~~ author unknown
This day was long in coming – my mare was ready to be retired from competition. Her biological clock, so to speak, went into overdrive when she visited the breeding farm: she would often steal the foals of other mares, proudly parading the confused newborns around the paddock as though they were her own. Their mothers did not appreciate this.

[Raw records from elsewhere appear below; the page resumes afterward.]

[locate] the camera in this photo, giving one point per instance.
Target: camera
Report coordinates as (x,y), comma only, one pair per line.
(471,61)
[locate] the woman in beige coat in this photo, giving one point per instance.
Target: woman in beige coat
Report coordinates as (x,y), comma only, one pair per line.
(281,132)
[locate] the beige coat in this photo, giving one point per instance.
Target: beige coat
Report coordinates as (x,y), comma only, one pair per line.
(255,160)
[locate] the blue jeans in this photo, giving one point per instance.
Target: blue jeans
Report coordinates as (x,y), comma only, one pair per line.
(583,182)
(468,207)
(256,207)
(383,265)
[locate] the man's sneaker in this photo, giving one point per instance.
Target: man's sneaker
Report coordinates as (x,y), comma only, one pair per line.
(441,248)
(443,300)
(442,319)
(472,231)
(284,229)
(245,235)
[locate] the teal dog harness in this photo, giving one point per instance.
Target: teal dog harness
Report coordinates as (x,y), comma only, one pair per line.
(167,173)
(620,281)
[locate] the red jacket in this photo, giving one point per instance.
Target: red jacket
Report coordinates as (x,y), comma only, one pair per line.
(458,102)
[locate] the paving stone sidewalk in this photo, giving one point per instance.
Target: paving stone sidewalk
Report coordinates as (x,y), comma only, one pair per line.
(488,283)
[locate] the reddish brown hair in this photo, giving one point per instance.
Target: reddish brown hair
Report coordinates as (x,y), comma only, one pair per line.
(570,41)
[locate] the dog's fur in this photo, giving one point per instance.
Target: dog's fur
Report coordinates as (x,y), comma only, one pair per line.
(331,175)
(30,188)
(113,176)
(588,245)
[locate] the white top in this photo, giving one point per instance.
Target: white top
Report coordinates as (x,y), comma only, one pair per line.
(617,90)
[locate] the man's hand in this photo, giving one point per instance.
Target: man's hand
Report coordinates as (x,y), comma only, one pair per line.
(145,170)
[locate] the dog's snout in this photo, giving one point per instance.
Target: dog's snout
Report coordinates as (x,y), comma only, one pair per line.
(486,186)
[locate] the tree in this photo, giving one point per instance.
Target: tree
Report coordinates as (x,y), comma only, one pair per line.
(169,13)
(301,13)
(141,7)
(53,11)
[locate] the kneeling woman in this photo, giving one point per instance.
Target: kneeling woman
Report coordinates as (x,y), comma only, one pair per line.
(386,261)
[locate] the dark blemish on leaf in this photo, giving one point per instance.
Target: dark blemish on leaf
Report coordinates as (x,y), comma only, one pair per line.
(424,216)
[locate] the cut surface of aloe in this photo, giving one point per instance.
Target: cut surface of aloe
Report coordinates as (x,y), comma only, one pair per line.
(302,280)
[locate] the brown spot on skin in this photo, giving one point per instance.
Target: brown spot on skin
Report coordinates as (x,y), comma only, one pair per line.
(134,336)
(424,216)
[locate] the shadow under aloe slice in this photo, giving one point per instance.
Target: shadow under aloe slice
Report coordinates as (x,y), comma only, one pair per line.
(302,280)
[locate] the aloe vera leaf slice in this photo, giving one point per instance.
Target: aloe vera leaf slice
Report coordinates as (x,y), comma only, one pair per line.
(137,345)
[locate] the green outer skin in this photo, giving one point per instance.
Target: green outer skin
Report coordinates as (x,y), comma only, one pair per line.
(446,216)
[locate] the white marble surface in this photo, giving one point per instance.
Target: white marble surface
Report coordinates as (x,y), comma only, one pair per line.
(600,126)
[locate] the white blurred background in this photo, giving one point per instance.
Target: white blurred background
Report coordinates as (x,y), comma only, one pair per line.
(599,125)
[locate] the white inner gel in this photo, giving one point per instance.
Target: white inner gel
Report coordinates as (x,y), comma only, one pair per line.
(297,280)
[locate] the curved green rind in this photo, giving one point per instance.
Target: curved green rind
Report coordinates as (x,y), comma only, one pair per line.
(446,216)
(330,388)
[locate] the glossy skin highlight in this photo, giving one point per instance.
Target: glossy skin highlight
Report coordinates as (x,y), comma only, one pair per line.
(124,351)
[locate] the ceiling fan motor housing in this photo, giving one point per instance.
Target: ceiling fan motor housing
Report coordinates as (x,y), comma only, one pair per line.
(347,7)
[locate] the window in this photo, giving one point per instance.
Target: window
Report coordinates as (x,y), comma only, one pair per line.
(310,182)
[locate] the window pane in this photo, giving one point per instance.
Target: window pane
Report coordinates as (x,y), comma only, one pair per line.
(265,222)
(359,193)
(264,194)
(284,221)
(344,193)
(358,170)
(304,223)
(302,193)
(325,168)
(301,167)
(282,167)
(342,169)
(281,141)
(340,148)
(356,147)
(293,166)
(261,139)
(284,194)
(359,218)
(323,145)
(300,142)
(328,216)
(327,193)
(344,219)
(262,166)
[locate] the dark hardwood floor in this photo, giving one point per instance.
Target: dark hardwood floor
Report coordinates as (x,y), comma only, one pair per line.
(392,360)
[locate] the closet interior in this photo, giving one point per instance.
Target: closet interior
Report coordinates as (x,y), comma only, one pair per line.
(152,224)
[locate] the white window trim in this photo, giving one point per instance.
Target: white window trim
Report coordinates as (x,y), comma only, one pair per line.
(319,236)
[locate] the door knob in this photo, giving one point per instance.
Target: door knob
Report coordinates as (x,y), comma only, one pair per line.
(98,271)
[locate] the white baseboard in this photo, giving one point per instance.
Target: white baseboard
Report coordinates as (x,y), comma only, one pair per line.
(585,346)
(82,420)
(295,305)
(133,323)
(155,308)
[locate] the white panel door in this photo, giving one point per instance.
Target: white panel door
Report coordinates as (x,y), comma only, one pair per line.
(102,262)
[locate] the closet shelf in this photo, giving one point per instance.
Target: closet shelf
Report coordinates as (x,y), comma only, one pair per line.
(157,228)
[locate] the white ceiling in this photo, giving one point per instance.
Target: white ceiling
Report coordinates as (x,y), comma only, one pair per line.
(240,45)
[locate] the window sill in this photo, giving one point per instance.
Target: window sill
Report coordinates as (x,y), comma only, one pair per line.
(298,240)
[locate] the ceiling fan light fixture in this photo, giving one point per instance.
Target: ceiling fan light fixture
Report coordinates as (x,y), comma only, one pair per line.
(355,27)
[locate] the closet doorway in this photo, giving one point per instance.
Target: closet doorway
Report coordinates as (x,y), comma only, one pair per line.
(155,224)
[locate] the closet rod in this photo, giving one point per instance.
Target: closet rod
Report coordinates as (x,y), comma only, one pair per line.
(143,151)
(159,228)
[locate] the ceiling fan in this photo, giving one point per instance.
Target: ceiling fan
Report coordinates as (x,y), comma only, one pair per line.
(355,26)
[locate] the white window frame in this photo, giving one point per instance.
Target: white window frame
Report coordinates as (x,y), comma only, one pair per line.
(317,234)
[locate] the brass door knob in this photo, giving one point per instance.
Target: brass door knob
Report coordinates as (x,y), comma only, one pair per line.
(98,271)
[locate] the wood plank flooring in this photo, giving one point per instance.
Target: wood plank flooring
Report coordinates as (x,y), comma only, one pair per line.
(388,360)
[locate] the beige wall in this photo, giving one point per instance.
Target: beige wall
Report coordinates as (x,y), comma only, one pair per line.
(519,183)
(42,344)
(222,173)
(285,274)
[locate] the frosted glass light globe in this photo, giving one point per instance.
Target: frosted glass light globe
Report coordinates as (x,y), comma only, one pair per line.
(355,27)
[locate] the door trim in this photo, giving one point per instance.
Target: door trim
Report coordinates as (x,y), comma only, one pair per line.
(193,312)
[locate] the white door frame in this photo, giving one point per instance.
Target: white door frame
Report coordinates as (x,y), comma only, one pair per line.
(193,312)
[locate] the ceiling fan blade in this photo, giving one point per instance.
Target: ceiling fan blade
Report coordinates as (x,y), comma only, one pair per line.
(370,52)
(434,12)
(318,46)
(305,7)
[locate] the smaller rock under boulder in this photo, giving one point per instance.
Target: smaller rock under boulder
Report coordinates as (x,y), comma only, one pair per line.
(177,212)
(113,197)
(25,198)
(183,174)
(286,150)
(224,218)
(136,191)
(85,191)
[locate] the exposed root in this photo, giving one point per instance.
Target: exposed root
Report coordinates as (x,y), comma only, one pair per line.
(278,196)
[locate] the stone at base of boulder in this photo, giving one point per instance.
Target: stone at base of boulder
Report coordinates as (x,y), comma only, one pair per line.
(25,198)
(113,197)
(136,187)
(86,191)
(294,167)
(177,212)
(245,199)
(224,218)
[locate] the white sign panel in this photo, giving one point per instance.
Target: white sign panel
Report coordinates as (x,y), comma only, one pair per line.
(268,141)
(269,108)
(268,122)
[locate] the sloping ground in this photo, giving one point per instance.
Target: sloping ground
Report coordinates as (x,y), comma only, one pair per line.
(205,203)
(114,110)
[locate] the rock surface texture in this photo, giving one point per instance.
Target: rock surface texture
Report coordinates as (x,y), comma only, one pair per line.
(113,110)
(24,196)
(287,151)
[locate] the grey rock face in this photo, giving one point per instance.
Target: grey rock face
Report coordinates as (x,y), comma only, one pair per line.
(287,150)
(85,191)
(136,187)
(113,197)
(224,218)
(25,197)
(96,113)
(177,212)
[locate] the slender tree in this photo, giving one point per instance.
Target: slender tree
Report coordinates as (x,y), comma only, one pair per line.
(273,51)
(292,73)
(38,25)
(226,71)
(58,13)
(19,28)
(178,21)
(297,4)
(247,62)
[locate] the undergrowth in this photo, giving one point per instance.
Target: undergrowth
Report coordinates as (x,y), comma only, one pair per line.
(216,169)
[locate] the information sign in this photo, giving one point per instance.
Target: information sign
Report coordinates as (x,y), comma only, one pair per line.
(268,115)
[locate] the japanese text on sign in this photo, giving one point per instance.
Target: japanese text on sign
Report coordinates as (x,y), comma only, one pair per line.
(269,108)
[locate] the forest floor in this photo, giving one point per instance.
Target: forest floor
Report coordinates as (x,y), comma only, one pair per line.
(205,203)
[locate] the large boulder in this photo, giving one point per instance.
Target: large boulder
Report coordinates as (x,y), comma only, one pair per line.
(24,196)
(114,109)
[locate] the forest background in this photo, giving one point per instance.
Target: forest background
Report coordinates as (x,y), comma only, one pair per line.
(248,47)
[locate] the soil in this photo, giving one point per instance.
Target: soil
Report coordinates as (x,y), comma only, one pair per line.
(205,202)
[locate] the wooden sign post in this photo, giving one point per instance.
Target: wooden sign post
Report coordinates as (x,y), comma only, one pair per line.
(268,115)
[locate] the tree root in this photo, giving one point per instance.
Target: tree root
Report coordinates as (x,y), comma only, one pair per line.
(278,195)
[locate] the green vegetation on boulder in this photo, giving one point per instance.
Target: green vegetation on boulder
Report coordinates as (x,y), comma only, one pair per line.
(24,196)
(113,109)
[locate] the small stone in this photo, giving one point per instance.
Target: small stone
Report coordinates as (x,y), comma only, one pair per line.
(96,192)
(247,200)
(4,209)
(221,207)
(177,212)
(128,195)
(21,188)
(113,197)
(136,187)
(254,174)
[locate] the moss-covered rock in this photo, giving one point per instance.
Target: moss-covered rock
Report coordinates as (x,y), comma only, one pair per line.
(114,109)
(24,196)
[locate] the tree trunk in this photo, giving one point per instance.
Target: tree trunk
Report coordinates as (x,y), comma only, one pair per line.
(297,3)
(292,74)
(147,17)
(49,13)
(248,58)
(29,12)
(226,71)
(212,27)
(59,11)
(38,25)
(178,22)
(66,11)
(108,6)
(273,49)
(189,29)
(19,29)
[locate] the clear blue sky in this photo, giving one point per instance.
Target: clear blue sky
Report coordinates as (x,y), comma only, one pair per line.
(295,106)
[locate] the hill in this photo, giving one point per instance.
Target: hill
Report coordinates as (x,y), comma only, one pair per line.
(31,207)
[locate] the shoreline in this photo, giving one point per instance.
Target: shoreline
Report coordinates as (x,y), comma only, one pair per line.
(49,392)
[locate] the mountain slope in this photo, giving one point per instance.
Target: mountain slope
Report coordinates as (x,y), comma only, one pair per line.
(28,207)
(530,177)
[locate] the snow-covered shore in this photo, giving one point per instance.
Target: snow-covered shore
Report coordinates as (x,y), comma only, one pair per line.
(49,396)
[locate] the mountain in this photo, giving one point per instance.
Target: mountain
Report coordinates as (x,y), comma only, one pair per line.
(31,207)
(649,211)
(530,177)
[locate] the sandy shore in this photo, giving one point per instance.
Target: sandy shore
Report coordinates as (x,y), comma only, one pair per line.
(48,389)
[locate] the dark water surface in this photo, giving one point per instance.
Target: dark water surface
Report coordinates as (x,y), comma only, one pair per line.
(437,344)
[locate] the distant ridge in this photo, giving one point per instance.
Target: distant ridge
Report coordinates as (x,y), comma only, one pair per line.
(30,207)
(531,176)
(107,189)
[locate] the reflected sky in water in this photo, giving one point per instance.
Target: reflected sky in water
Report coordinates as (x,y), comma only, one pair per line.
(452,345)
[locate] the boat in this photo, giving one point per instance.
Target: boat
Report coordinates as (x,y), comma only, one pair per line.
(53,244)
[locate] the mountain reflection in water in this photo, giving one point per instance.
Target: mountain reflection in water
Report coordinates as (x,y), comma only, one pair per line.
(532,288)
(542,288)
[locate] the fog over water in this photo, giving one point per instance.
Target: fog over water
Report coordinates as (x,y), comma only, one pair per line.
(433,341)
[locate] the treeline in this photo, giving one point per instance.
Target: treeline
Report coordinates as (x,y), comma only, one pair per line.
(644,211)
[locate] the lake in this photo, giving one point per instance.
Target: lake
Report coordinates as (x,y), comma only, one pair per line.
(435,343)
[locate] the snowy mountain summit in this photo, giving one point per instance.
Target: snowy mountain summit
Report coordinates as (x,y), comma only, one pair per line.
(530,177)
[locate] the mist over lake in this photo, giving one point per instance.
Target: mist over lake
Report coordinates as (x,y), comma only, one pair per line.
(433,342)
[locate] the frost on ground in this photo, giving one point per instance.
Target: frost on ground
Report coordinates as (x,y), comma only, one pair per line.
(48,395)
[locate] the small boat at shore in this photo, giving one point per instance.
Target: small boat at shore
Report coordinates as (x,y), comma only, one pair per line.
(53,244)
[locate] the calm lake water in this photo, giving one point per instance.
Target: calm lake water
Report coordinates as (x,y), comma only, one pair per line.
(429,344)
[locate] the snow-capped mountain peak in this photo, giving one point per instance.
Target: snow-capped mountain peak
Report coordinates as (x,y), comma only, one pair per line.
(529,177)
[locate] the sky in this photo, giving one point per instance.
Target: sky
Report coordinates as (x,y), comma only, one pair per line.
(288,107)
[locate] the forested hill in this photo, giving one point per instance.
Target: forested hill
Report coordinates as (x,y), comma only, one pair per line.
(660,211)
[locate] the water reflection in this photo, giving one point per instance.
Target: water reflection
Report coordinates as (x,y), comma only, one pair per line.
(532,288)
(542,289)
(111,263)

It was with great joy that I finally felt her burgeoning sides swell and watched her grow rounder, yet become no less graceful, with each passing month. I moved from Virginia to Philadelphia before her foal was due to arrive, but I drove back south at first word that the baby had arrived. I missed the first wobbly hours of her uncertain steps and awkward legs – by the time I saw the new filly, still within the first twenty-four hours of her birth, she was already remarkably bold and adventurous, just like her mother. She had also discovered her teeth and enjoyed trying to nibble at my camera bag as I sat in the paddock with them. My mother came with me and complained about the flies (which were indeed rampant in the late-day heat). Luckily, the filly was quite interested in watching my mom swat at swarms of insects and I was able to take a number of shots…until, of course, she decided that testing her teeth on my shoelaces was even more fascinating.
She followed me to the gate of the paddock that day, despite her mother’s whinnies and reprimands. My mom laughed and consoled her, said she understood what it was like to have a daughter that didn’t listen. I laughed because I saw an adventurous little filly that would no doubt be as strong and fearless as her mother.